0
$ cd /tmp
$ cp -r /var/lib/cassandra/data/keyspace/table-6e9e81a0808811e9ace14f79cedcfbc4 .
$ nodetool compact --user-defined table-6e9e81a0808811e9ace14f79cedcfbc4/*-Data.db

I expected the two SSTables (where the second one contains only tombstones) to be merged into one, which would be equivalent to the first one minus data masked by tombstones from the second one.

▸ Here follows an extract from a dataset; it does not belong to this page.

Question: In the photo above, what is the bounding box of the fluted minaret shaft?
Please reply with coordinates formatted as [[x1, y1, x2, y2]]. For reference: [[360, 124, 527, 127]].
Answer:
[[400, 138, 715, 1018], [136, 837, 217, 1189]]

However, the last command returns 0 exit status and nothing changes in the table-6e9e81a0808811e9ace14f79cedcfbc4 directory (still two tables are there). Any ideas how to unconditionally merge potentially multiple SSTables into one in the offline manner (like above, not on SSTable files currently used by the running cluster)?

Alexander Shukaev
  • 16,674
  • 8
  • 70
  • 85

1 Answers1

3

Just nodetool compact <keyspace> <table> There is no real offline compaction, only telling cassandra which sstables to compact. user-defined compaction just is to give it a custom list of sstables and a major compaction (above example) will include all sstables in a table.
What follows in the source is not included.